APPRECIATION: Elaborated from a linear screenplay riddled with genre clichés and vacuous mythological references, this boring effort with a faint allegorical flavor falls flat during the first verbal exchange between Elisa and the lead doctor aboard Dante 01, which leaves the green filters, manic POV shots, CGI nanomachines and other visual gimmicks as sole motors of a flawed narrative. Left to fend for themselves, forced to mechanically deliver incongruous lines of dialogue, the actors cannot even hope to give life to the vain archetypes of the screenplay. It's a shame too because colorful Dominique Pinon seems ill at ease in the unlikely role of a criminal mastermind and he thus gives a performance that's a far cry from those of Delicatessen and Amélie.

You should definitely skip this film, except if you're a Caro or Pinon completist. I mean it.

*1/2
Style, sure. But no substance, an abrupt conclusion and wasted acting jobs.

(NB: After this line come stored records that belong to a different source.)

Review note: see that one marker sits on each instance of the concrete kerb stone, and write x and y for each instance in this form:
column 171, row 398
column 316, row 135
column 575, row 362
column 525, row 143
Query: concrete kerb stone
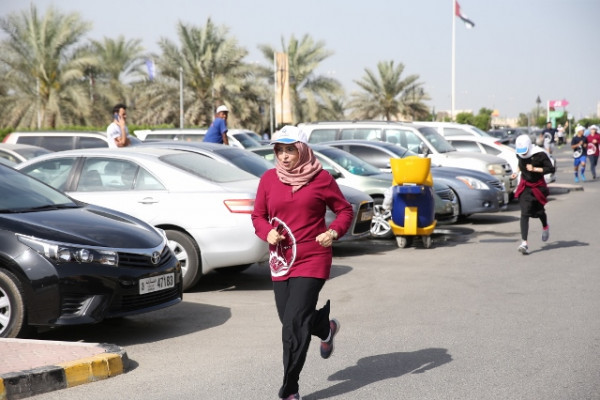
column 19, row 385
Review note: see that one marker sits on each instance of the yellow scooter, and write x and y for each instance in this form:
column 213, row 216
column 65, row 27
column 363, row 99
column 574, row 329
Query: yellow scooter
column 413, row 202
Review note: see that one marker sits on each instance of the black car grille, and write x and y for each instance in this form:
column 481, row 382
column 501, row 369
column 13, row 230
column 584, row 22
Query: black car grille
column 446, row 194
column 363, row 226
column 496, row 184
column 72, row 304
column 144, row 261
column 135, row 301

Here is the original French text which I had written right after seeing the film (and which conformed with the model foregrounded by major québécois critical body Mediafilm):

Doté d'un scénario linéaire qui multiplie ad nauseam les clichés du genre et les références mythologiques creuses, cet ennuyeux huis-clos à saveur allégorique tombe à plat dès le premier échange verbal, si bien que seuls les filtres verdâtres, plans subjectifs vomissants, nanomachines de synthèse et autres excès visuels semblent propulser le récit. Livrés à eux-mêmes, forcés de débiter des platitudes sans nom dans un français international franchement déshumanisant, les interprètes n'arrivent pas à élever leurs personnages au-dessus des archétypes gnangnan du scénario. C'est quand même dommage pour le délicieux Dominique Pinon pour qui le manque de latitude constitue une muselière.